Chatbots are swallowing up more and more service requests, and reducing the need for customer email exchanges. 

So, is it time for email to hand over its crown to the chatbots, and let them handle the bulk of customer service too?


Death of customer email

At its conception, email was amazing. They were exciting to receive, and marked a new era of electronic communication.

Today, however, email has become tediously familiar.

The sheer volume of emails we receive per day means that any former novelty has worn off. No one has the time to trawl through their bulging inbox, and email admin has become a daily chore.

For businesses, that means that email has become an increasingly difficult customer service channel to manage.

Customer emails sit in overflowing inboxes, customers wait days on end for responses, and – despite all the email management tools we use – customer queries can still slip through the net.

So, businesses have started to rely on other communication channels to meet customer needs.

We’ve seen social media become a key customer service player, and live chat software has become a welcome addition to the omnichannel mix.

Now, chatbots have entered the scene – and many predict that they will muscle out competing channels.


It’s all in the timing

Customers are getting used to real-time responses. After all, they’ve got digital assistants that live in their smartphones, they’ve got store offers pinging through to their devices the moment they park outside, and they’ve got live news alerts on the topics that matter most to them.

In terms of customer service, this means that patience is wearing thin.

Consumers get slick, quick experiences with the technology they use at home, and they expect the same from your brand. Why should they wait hours or even days for an email response?

This newly acquired taste for on-the-spot support has driven demand for chat as a real-time support channel.

In fact, 37% of consumers state that they use live chat more now than they did 12 months previously, and 48% would rather connect with a company via live chat than any other means of contact.

But even live chat channels have their limitations. Customers may have to sit in a chat queue to be connected to an agent, or find chat offline altogether if no agents are available.

This, then, is where chatbots find their place to shine.


Rise of chatbots

Due to their round-the-clock availability, more and more businesses are turning to chatbots to extend their support offering. Chatbots can offer what no other channel can: instant, relevant, 24/7 interactivity.

They may not (yet) be capable of handling complex queries, but chatbots can easily fill the demand for quick answers to simple customer questions.

Chatbots are great for FAQs and for immediate online engagement, and can plug the service gap out of office hours.
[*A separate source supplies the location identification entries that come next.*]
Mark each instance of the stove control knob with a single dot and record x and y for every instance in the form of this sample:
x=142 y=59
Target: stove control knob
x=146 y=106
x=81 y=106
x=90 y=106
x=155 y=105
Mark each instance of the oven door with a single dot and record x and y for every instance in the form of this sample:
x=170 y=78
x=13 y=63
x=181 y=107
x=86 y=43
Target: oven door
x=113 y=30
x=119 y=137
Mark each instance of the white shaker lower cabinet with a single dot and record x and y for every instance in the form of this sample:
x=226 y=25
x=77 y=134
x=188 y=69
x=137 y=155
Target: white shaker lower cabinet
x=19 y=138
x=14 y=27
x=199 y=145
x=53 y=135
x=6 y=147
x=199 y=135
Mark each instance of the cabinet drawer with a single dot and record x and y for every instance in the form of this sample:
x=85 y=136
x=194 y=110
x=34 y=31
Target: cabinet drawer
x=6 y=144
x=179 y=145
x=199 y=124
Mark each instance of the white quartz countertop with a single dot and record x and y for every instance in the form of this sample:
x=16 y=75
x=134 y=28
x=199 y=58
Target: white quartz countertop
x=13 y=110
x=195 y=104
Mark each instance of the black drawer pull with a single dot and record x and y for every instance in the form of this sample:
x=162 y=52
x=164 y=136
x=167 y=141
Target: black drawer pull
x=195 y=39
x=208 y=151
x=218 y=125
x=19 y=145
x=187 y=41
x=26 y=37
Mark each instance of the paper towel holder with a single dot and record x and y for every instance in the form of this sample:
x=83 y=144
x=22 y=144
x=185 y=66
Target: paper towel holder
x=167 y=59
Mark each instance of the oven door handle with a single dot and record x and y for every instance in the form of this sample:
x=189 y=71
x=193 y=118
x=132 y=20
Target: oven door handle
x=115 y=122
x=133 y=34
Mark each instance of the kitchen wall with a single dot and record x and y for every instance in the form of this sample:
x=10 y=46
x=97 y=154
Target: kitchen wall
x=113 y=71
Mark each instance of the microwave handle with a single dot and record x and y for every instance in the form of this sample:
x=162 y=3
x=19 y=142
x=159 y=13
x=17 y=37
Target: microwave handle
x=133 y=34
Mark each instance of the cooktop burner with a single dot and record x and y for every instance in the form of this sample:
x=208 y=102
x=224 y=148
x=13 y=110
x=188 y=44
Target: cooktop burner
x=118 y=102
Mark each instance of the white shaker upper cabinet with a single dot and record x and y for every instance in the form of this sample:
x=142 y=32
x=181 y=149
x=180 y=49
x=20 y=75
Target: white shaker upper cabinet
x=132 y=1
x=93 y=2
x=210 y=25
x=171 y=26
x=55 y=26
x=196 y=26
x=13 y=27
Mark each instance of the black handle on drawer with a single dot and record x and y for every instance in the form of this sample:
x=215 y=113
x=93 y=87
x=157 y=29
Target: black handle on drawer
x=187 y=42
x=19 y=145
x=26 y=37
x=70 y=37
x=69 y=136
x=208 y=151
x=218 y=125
Let’s say a visitor to a restaurant website wants to find out if a menu option is gluten-free during a midnight browsing session. They don’t want to go to the effort of finding your email address, typing out an email and waiting for you to get back to them.

(They’re not that interested, frankly.)

Telephone and live chat options, meanwhile, are both ruled out due to the late hour.

A chatbot, on the other hand, is right there for the visitor, and able to answer their easy question right away.


Room to grow

That’s not to say that chatbots always get it right — far from it.

Chatbots are young, and they haven’t matured as a service channel. But just as children grow up fast, the development of chatbots is accelerating daily.

Chatbots will soon be capable of more advanced conversations with customers, powered by AI and natural language processing.

When this shift happens, there will be even less need to rely on slow, inconvenient customer email conversations for service.

The tides are already turning. Now, over 80% of businesses have some sort of chatbot automation implemented, and a full 96% of businesses believe chatbots are here to stay.


The autumn days of email

Email is far from being dead and buried. As a channel, it’s not even its winter days of decline.

But, as technology advances and customer expectations evolve, the dependence on email will inevitably diminish.

There will always be a need for email, and it’s difficult to foresee an age when it won’t be widely used. Its day in the sun, however, is over.

The new dawn of chatbots is breaking.